The proposed bias rule says: “For the purpose of attacking the credibility of a witness, evidence of bias, prejudice, or interest of the witness for or against any party to the case is admissible.” In a supporting memo, the Judicial Council said codification reiterates that bias, prejudice, or interest of witness are relevant facts to be considered.
The court sent it back to the Judicial Council, asking whether it should use the term “character for truthfulness” instead of the term “credibility.”
Evidence of Character and Conduct of Witness
The Judicial Council requested an amendment to Wis. Stat. section 906.08(2), relating to “specific instances of conduct.” The current rule states:
Specific instances of the conduct of a witness, for the purpose of attacking or supporting the witness's credibility, other than a conviction of a crime or an adjudication of delinquency as provided in s.906.09, may not be proved by extrinsic evidence. They may, however, subject to s.972.11 (2), if probative of truthfulness or untruthfulness and not remote in time, be inquired into on cross-examination of the witness or on cross-examination of a witness who testifies to his or her character for truthfulness or untruthfulness.
The Judicial Council recommended changing the term “credibility” to “character for truthfulness” in line with the rule’s counterpart in the Federal Rules of Evidence.
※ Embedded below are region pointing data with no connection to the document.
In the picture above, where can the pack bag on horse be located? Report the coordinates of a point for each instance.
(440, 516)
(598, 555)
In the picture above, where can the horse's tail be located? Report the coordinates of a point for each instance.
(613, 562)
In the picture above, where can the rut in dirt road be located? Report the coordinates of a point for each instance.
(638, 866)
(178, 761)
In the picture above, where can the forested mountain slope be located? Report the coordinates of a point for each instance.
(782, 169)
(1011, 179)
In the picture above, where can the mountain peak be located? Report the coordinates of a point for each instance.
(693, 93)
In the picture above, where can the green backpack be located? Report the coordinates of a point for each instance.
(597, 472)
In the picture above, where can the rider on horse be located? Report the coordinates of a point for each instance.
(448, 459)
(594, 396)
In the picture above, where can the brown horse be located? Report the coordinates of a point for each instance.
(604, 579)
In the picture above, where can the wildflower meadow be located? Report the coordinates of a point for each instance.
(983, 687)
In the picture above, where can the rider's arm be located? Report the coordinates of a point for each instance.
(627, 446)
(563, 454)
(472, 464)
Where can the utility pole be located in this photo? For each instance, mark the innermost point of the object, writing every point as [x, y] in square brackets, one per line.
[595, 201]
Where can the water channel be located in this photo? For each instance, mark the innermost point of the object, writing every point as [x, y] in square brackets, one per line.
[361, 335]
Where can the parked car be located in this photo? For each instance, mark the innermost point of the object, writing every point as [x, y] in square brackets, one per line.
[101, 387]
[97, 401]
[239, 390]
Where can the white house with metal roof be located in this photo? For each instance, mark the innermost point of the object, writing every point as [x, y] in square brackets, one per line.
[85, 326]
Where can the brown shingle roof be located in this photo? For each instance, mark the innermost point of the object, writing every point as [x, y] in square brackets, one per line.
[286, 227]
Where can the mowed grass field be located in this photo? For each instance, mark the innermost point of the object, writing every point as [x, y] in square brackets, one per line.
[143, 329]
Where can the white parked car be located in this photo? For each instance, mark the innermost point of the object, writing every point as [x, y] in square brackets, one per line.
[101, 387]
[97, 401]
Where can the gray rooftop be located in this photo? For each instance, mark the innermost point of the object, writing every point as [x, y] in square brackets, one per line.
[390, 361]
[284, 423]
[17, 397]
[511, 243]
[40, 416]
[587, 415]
“Limiting the application of the rule to proof of a witness' character for truthfulness leaves the admissibility of extrinsic evidence offered for other grounds of impeachment (such as contradiction, prior inconsistent statement, bias, and mental capacity) to other rules of more specific applicability,” the Judicial Council wrote in a supporting memo.
The court signaled its acceptance of the proposed change but sent it back to the Judicial Council for more clarification on why it made the intentional decision to retain the term “credibility” in other closely related statutes.
The court had a similar concern with proposed changes to section 906.09, which relates the impeachment by evidence of conviction of crime or adjudication of delinquency. The Judicial Council says the current rule is inconsistent with Wisconsin case law interpreting the rule, which differs substantially from its federal counterpart.
Rule of Completeness
The Judicial Council proposed an amendment Wis. Stat. section 901.07, known as the “rule of completeness,” which says that “when a writing or recorded statement or part thereof is introduced by a party, an adverse party may require the party at the time to introduce any other part or any other writing or recorded statement which ought in fairness to be considered contemporaneously with it.”
Southwick explained that the current rule focuses on “writing,” which has caused confusion regarding whether the rule applies to oral statements. The amended rule would remove the word “writing” and input “recorded or unrecorded” statements, and a comment would note the rule is consistent with case law allowing oral testimony.
But the justices sent the petition back to the Judicial Council, concluding the intent of the rule is not clear enough and may cause even more confusion on what is meant by “recorded and unrecorded statements.” The court asked the council to rework it.